Places packed with teenagers also provide opportunities for sexual exploration. That can be healthy, but it doesn’t always work that way.

In this episode of Can We Talk?: "toxic hookup culture" in Jewish youth groups and summer camps. Please note, there are some sexual references in this episode, beginning with this anonymous testimony, collected by a group called Jewish Teens for Empowered Consent.

[Clip of testimony plays]

For many years, I spent almost every weekend at Jewish youth group events and summers at a Jewish summer camp.

Once we entered high school, our youth group had a point system. The more hookups you had, the more points you got. The teens in leadership positions were worth more. I was never in youth group leadership, but I often found myself in the bed, backseat, or sleeping bag of a boy that was. According to our point system, I wasn’t worth much on my own, but every kiss, every blowjob, every sexual encounter with someone who was worth more than me increased my own value.

Nahanni: This point system is well-documented and widespread. It exists across multiple youth groups and has been around for decades.

[Clip of testimony plays]

As we grew older, the point system faded into the background, but the hookup hierarchy remained. As counselors in training, the goal was to get with a counselor. As counselors, it was landing an Israeli staff member, song leader, or unit head. The bigger the age difference, the greater the achievement.

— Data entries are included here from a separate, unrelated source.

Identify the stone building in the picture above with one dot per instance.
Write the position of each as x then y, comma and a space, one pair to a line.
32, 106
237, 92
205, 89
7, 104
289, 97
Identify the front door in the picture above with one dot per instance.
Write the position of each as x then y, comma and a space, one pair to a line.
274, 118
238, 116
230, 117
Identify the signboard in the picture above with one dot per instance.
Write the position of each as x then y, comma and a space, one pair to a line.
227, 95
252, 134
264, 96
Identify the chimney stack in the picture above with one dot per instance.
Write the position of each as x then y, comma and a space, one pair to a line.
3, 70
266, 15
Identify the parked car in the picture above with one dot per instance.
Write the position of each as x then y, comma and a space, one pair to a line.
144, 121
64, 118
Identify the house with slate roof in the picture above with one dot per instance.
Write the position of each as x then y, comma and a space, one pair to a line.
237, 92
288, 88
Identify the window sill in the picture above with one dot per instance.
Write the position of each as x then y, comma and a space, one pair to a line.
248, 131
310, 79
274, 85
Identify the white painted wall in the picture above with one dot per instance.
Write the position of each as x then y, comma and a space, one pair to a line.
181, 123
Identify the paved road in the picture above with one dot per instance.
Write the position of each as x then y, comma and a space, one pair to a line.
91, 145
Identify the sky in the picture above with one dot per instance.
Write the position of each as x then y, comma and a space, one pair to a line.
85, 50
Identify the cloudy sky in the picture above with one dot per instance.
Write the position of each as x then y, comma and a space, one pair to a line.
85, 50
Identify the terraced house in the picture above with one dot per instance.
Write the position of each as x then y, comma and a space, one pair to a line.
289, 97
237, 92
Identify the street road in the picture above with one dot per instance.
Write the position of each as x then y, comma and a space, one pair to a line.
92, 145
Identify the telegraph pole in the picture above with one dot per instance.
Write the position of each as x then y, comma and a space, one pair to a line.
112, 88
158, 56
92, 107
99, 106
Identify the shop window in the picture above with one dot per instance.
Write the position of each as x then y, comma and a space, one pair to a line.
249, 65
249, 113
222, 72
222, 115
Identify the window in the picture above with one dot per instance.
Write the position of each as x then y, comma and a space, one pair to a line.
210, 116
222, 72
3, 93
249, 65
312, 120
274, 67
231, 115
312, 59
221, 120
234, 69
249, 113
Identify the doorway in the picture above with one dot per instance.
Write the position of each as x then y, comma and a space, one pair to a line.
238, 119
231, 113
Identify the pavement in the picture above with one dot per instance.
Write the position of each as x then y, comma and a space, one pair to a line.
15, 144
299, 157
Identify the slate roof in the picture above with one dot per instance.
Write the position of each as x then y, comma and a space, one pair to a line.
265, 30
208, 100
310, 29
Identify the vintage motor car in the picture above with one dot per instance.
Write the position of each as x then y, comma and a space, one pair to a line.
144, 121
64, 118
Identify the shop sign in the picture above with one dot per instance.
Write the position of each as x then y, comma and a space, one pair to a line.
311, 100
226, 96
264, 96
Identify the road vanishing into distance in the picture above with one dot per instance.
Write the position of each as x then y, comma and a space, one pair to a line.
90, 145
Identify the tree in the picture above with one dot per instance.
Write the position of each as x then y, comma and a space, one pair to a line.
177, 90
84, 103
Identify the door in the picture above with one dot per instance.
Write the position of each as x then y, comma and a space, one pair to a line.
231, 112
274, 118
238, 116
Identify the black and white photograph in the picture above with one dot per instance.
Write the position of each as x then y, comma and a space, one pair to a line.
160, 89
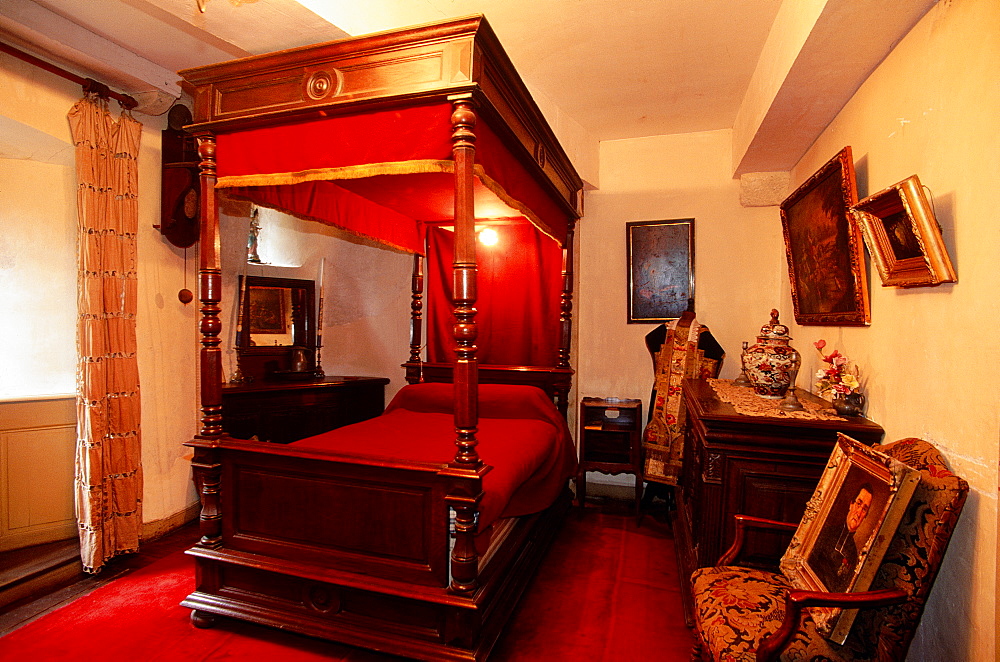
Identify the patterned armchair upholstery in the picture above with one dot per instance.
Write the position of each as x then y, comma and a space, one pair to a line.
746, 614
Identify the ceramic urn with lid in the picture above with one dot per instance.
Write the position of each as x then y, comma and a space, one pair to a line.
771, 363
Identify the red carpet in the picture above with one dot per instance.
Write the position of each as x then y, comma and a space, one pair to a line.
607, 591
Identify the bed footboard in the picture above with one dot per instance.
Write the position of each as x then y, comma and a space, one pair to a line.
352, 552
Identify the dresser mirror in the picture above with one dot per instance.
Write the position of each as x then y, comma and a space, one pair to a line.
277, 327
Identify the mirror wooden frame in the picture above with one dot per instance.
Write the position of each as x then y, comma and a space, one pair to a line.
276, 361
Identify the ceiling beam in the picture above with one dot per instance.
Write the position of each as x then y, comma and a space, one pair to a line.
818, 54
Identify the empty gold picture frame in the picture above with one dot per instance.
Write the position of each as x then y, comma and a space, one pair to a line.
903, 236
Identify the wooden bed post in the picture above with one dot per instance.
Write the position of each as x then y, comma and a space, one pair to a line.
205, 463
566, 301
467, 469
416, 309
566, 317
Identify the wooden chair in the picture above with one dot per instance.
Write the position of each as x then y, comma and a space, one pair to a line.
748, 614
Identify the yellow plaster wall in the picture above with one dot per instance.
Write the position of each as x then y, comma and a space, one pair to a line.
39, 203
928, 357
738, 254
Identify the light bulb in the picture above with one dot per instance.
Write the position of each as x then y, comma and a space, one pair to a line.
488, 237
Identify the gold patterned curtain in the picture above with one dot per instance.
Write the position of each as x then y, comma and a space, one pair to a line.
108, 481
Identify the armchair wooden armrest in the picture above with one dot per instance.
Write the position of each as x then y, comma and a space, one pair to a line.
744, 522
797, 600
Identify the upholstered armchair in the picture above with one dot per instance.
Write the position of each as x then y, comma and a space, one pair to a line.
750, 614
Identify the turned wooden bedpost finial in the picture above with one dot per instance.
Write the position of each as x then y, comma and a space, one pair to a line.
566, 300
210, 292
416, 308
205, 463
463, 121
465, 489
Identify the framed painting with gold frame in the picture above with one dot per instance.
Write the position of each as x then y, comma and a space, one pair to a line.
846, 529
903, 236
824, 247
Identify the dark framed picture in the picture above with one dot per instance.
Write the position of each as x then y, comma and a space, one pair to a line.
660, 269
824, 247
847, 526
904, 237
268, 310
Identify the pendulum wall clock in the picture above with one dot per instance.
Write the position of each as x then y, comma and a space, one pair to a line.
179, 193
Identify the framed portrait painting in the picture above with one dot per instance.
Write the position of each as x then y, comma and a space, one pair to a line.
824, 247
660, 269
846, 529
903, 236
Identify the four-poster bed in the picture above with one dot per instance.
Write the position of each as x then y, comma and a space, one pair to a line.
343, 535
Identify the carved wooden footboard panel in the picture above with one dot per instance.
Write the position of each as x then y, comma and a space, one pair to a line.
383, 521
352, 552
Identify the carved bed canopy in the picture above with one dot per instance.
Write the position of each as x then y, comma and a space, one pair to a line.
389, 136
381, 136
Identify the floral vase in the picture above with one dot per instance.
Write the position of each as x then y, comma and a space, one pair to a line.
849, 404
770, 363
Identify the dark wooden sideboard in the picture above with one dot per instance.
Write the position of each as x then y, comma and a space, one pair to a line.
751, 465
282, 412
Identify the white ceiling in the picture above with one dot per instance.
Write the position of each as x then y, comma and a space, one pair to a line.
609, 69
619, 69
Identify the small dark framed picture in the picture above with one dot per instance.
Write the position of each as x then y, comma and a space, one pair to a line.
268, 310
660, 269
824, 248
903, 236
848, 524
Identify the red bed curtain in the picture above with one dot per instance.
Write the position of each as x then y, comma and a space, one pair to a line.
380, 174
519, 296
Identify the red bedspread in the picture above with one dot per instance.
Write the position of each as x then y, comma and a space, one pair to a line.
521, 436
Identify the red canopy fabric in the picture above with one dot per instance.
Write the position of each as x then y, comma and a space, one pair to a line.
519, 286
379, 173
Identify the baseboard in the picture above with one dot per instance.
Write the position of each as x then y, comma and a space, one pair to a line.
161, 527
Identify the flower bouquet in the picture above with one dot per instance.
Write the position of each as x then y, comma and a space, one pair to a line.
840, 380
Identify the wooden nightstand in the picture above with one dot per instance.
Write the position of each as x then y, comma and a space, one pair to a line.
610, 436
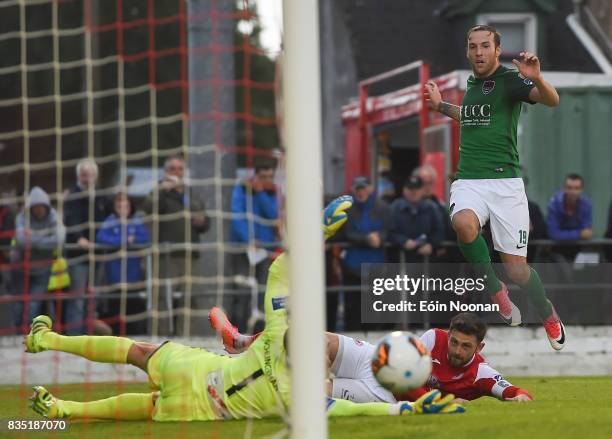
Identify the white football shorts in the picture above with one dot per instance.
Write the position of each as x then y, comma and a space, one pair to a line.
500, 201
354, 379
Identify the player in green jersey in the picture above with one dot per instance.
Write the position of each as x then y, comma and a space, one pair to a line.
489, 186
193, 384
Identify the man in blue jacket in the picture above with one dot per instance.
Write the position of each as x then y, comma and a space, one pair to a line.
84, 210
416, 225
254, 226
366, 230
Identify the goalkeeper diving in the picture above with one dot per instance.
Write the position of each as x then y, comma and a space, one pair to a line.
193, 384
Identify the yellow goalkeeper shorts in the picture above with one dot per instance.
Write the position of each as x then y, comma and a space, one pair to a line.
179, 373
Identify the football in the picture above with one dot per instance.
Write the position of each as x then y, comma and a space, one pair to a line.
400, 362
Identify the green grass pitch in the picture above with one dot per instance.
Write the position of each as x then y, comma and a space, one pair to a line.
564, 408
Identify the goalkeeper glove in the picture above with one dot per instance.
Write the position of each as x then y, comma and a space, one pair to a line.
334, 215
431, 403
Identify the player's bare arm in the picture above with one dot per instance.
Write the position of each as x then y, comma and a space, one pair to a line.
543, 92
434, 99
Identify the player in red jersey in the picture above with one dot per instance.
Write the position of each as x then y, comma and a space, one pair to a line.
458, 367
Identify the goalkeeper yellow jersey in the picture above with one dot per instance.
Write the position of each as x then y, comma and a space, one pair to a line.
197, 384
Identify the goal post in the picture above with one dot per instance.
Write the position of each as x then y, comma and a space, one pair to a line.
302, 134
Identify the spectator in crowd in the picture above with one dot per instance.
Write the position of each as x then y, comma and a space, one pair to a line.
7, 232
366, 230
416, 226
178, 217
254, 225
122, 230
84, 210
429, 177
385, 189
570, 216
39, 235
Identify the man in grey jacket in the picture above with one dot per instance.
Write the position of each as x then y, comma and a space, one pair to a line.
39, 235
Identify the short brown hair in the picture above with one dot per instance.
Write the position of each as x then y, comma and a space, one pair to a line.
486, 28
470, 324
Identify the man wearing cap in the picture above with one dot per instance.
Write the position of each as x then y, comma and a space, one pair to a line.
416, 225
366, 230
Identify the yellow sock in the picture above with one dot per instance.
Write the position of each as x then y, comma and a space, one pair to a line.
103, 349
125, 407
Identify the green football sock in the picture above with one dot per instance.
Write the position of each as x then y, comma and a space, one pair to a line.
125, 407
342, 407
103, 349
477, 254
535, 289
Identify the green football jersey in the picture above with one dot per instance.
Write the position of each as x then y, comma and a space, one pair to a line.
256, 383
490, 112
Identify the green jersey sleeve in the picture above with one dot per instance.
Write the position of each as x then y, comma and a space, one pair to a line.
519, 87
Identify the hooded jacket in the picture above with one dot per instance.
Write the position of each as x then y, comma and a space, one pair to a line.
41, 237
564, 227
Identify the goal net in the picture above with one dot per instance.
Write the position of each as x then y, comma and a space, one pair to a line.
139, 121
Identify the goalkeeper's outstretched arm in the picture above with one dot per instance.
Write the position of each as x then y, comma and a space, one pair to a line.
430, 403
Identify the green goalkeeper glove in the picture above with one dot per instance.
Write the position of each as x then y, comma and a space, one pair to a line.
334, 215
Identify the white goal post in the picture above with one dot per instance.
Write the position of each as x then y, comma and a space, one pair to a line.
302, 134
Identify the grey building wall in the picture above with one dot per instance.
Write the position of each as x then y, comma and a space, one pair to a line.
338, 86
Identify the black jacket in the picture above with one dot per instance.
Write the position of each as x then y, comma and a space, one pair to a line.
77, 218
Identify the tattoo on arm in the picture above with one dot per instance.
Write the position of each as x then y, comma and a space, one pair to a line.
450, 110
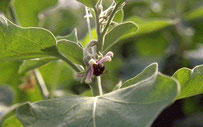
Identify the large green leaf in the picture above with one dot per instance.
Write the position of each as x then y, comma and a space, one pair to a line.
24, 43
12, 122
148, 73
135, 106
71, 50
119, 16
27, 10
194, 14
150, 25
117, 32
89, 3
9, 76
4, 4
191, 81
35, 63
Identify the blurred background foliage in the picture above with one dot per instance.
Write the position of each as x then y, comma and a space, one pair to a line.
171, 33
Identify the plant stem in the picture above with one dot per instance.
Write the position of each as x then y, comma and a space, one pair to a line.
42, 85
8, 111
110, 19
99, 35
99, 85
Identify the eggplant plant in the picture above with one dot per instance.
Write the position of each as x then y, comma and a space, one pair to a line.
134, 103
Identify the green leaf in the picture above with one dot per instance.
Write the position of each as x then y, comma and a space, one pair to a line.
4, 4
135, 106
191, 81
35, 63
150, 25
89, 3
24, 43
12, 122
71, 50
72, 36
57, 74
148, 73
119, 1
117, 32
27, 11
119, 16
194, 14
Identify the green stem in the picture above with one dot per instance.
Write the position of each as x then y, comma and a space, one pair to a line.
110, 19
96, 91
98, 30
42, 85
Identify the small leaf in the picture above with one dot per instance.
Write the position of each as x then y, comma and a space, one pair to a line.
24, 43
134, 106
149, 72
191, 81
89, 3
194, 14
35, 63
119, 16
72, 36
71, 51
12, 122
117, 32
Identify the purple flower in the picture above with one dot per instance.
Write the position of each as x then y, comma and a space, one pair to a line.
97, 68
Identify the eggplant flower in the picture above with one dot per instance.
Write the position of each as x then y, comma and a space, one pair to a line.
96, 67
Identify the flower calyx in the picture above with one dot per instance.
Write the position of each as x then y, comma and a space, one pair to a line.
96, 67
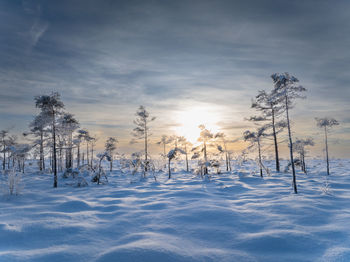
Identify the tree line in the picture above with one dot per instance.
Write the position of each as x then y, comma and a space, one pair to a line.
55, 134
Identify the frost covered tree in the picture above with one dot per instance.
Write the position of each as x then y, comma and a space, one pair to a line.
255, 139
184, 144
223, 149
326, 124
19, 153
271, 108
299, 146
4, 144
206, 138
110, 147
68, 125
287, 88
141, 131
39, 130
164, 141
79, 138
172, 154
51, 105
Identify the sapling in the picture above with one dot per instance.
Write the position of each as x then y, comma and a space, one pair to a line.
299, 146
255, 139
271, 107
110, 147
286, 88
51, 105
184, 145
141, 131
326, 124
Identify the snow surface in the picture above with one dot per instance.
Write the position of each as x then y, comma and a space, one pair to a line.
230, 217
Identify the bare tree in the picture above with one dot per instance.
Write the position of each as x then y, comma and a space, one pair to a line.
286, 87
141, 131
68, 125
206, 138
38, 129
51, 105
299, 146
271, 108
184, 145
255, 138
222, 137
326, 123
3, 137
110, 147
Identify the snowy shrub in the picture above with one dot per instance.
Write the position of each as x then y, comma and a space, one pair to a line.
70, 172
326, 188
80, 182
13, 182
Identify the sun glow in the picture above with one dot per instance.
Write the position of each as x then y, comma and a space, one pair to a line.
188, 121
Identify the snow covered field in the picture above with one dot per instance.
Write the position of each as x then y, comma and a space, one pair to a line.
231, 217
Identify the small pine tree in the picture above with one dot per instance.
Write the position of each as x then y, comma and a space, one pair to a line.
326, 124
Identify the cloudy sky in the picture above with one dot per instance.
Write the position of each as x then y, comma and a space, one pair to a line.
186, 61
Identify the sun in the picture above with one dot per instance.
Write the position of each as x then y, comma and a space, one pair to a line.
189, 119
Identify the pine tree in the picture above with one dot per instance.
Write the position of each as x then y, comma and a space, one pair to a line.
286, 87
51, 105
326, 123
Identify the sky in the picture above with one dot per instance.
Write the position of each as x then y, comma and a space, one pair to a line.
187, 62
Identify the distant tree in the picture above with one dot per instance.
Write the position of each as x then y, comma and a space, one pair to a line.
68, 125
80, 137
326, 123
184, 145
110, 147
271, 107
92, 146
172, 154
51, 105
3, 137
38, 129
141, 131
299, 146
286, 88
206, 138
222, 137
19, 153
164, 141
255, 139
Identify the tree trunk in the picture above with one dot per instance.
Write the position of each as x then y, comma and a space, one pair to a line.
326, 141
111, 164
275, 141
146, 153
4, 156
169, 169
186, 158
78, 155
41, 167
92, 154
54, 151
87, 152
291, 149
205, 159
260, 163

Nahanni: This is a blatant example of the unhealthy sexual culture that Jewish Teens for Empowered Consent has documented. There are many others.

[Clip of testimony plays]

It was everywhere: tallied score lists kept by our peers, the sexual gestures that boys made with props onstage during Shabbat skits that everyone laughed at, counselors who looked the other way when campers returned from a hookup after curfew. Even the design on our retreat sweatshirts featured hookup jokes.

Nahanni: Over the past two years, Jewish Teens for Empowered Consent has collected over 90 testimonies like this from current and former participants of Jewish youth groups and summer camps.

[Clip of testimony plays]

It’s been over a decade since my summer camp years, and I’ve only recently begun reflecting on how the culture has stuck with me. I still find myself wanting to rely on the attention of a man. We placed so much importance on hooking up, that I never stopped to think about whether or not I even wanted to do it. And I look back now and wish I had spent less time worrying about what those guys wanted and more time thinking about what I wanted.

 

[Theme music plays]

Nahanni: Jewish Teens for Empowered Consent—or JTEC for short—got started when a group of teens came together as part of the Rising Voices Fellowship, a program of the Jewish Women’s Archive.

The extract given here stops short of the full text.